Al Cross on Joe Creason

30th Joe Creason Lecture, April 10, 2007

I never dreamed of giving a tribute to Joe Creason, but this does feel like a dream come true.

This picture of Joe hangs on the wall of my office. It was taken in 1952, when Joe still wore a hat and wrote features from the field. Its caption is “Beatin’ the deadline,” and here he is – sittin’ on a soft-drink case, peckin’ away at his portable typewriter, probably tryin’ to meet the schedule of the bus that would take his copy back to Louisville.

It hangs on my wall for many reasons. Joe was the first newspaper reporter I ever met, and he wrote some of the stories my father liked to tell. Joe’s middle name was Cross, and my Dad was the kind of fellow who liked to claim cousins without the benefit of genealogical research. Me, too.

When I applied for an internship at The Courier-Journal, Joe’s was the friendliest face I saw – just a chance meeting in an elevator, but it’s the moment I treasure most. Joe passed away less than two years later, so I never worked with him, but he remained an inspiration and role model. We both started out in the weekly newspaper business and went to The Courier-Journal, but liked to keep in touch with folks in the far reaches of Kentucky, where we were from.

Joe’s curriculum vita is pretty simple: Graduated UK 1940, became editor of The Tribune-Democrat in Benton, his home town, and quickly went to the Murray Ledger and Times and then to The C-J. When Joe died in 1974, his obituary by our colleague Warren Payne said he “inspired trust in those about whom he wrote” and “let his love for his native state shine through his words.” For a Kentucky journalist, that’s a shining epitaph.

Joe said he liked to tell “little stories,” meaning features, and then he became better known for even smaller stories, the items in the column that he began in 1963. A few of his colleagues saw little value in those little stories, but those smarty-pants at Sixth and Broadway failed to appreciate what we knew out in the far reaches -- that those little stories were like threads, sewing seams that knitted together the diverse parts of this often-fractious state.

Joe ranged the full breadth of the commonwealth, not just from Paducah to Pikeville, but from Madrid Bend to Majestic.
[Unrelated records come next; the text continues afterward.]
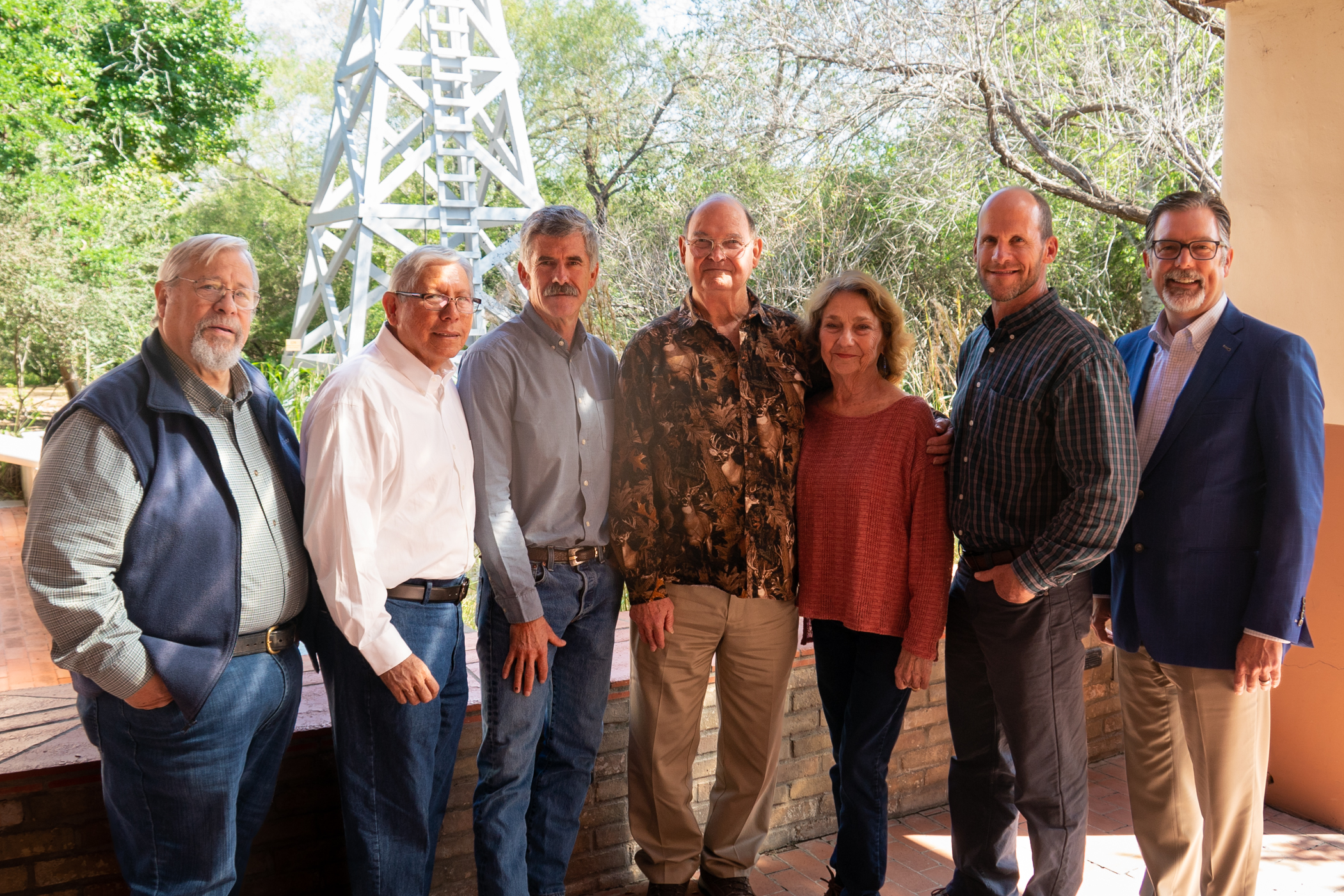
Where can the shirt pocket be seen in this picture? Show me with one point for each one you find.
(1011, 428)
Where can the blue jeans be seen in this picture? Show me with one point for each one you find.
(394, 762)
(536, 753)
(865, 710)
(184, 803)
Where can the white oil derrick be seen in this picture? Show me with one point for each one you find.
(426, 129)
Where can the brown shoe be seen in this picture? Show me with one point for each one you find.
(714, 886)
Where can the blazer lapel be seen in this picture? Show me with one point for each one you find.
(1137, 364)
(1219, 348)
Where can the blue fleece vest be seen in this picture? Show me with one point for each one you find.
(180, 568)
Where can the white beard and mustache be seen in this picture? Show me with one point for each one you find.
(212, 356)
(1183, 303)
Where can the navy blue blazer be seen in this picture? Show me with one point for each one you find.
(1224, 532)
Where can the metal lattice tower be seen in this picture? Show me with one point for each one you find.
(426, 127)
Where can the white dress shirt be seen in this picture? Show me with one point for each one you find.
(1174, 359)
(387, 465)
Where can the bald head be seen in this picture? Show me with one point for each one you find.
(1014, 248)
(1022, 200)
(714, 199)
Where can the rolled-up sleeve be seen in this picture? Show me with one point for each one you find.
(84, 500)
(343, 511)
(488, 392)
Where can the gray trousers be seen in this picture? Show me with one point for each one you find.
(1015, 704)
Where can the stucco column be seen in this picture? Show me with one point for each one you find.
(1284, 182)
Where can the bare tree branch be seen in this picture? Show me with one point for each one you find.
(1093, 198)
(1201, 17)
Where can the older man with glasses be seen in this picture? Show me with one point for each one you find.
(388, 524)
(1207, 588)
(164, 557)
(706, 454)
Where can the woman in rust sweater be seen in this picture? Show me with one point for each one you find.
(874, 555)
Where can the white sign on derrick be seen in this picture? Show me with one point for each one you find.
(426, 133)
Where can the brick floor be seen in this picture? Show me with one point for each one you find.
(26, 661)
(1297, 856)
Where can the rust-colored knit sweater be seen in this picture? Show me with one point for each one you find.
(874, 545)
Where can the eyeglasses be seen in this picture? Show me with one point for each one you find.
(703, 246)
(212, 292)
(1201, 250)
(437, 301)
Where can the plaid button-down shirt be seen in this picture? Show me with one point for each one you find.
(1044, 452)
(706, 454)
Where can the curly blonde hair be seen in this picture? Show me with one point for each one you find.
(897, 343)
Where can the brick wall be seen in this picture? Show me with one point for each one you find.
(54, 832)
(604, 856)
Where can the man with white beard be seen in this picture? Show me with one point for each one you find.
(164, 555)
(1204, 591)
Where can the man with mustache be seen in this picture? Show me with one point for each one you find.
(540, 392)
(1042, 476)
(1207, 588)
(388, 524)
(164, 555)
(702, 524)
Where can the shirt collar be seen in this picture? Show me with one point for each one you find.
(534, 319)
(687, 316)
(1199, 330)
(401, 360)
(196, 388)
(1019, 321)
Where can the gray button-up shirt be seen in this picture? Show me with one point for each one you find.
(542, 419)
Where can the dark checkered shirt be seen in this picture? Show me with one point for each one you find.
(1044, 452)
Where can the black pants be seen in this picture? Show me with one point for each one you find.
(1015, 704)
(856, 677)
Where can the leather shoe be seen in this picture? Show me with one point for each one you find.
(714, 886)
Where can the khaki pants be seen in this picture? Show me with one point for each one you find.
(1197, 755)
(751, 644)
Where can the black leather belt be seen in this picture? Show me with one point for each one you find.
(573, 557)
(982, 562)
(432, 590)
(273, 640)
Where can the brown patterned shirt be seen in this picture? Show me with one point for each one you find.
(706, 449)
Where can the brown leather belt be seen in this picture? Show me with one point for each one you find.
(273, 640)
(573, 557)
(432, 590)
(982, 562)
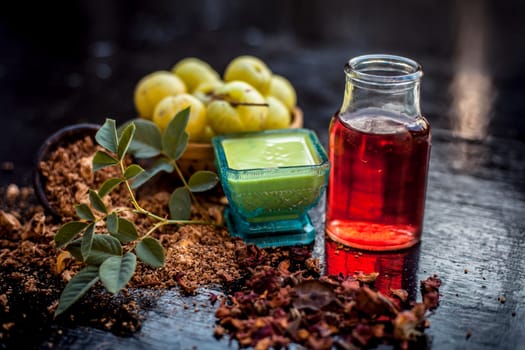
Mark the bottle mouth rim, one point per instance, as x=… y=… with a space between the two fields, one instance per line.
x=383 y=68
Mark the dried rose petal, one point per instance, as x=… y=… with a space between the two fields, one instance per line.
x=400 y=293
x=367 y=278
x=313 y=295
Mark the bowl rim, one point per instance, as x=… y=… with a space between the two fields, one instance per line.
x=221 y=162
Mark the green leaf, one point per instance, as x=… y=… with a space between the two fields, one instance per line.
x=116 y=271
x=175 y=137
x=67 y=232
x=87 y=240
x=106 y=136
x=132 y=171
x=125 y=139
x=181 y=146
x=150 y=251
x=84 y=212
x=112 y=223
x=108 y=186
x=160 y=164
x=203 y=181
x=77 y=287
x=103 y=160
x=126 y=231
x=96 y=202
x=103 y=247
x=180 y=204
x=146 y=142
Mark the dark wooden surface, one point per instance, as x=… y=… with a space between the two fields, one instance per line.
x=64 y=71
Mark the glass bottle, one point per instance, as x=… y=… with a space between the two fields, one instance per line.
x=379 y=148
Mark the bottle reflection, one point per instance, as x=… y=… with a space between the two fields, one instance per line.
x=397 y=270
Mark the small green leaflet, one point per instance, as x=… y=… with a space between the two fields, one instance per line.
x=77 y=287
x=96 y=202
x=84 y=212
x=87 y=240
x=132 y=171
x=126 y=231
x=102 y=160
x=146 y=142
x=116 y=271
x=175 y=138
x=160 y=164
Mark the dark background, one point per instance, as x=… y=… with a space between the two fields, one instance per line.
x=64 y=62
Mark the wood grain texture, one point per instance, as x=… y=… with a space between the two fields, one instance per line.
x=474 y=239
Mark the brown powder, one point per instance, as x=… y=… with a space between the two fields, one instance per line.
x=32 y=269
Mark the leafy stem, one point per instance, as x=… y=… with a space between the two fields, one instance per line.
x=111 y=255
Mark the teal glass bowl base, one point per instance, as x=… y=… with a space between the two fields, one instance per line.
x=269 y=234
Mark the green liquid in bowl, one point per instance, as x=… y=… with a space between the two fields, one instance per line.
x=271 y=175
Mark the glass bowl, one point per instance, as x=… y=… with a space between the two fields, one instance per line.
x=271 y=179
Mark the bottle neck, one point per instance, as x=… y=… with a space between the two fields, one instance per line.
x=385 y=82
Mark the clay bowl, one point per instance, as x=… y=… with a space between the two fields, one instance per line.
x=60 y=138
x=200 y=156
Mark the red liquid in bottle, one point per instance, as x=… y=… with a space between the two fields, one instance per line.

Never heard of Majestic? I’ll bet Joe knew someone there. His work, of course, made him well known, and the legendary state editor Jim Ausenbaugh thinks Joe was the best-known person in Kentucky, or close to it.

In those days, for some people in my part of Kentucky, going to Madrid Bend or Majestic was about as difficult as it is today to get to the Middle East, and I think Molly Bingham will speak to you about making an effort to make those connections.

Joe Creason was a great ambassador for the Bingham family’s newspaper, and his work exemplified the paper’s interest in, and commitment to, the people of every single county in Kentucky. In so many ways, not just through their newspaper, the Bingham family has been abeacon to the far reaches of Kentucky. For some of us, Louisville was a faraway place, who can mistake a beacon, no matter how distant?

Those days are gone, never to return, as newspapers concentrate on their home metropolitan areas, struggle with the new age of digital media, and worry about their future. But the last paragraph of the great Kentucky author Jesse Stuart’s tribute to Joe, written in 1967, contains some advice they might consider: “There will never be any danger of a newspaper, however large or small, folding – if it has one goodwill ambassador-reporter like Joe Creason.”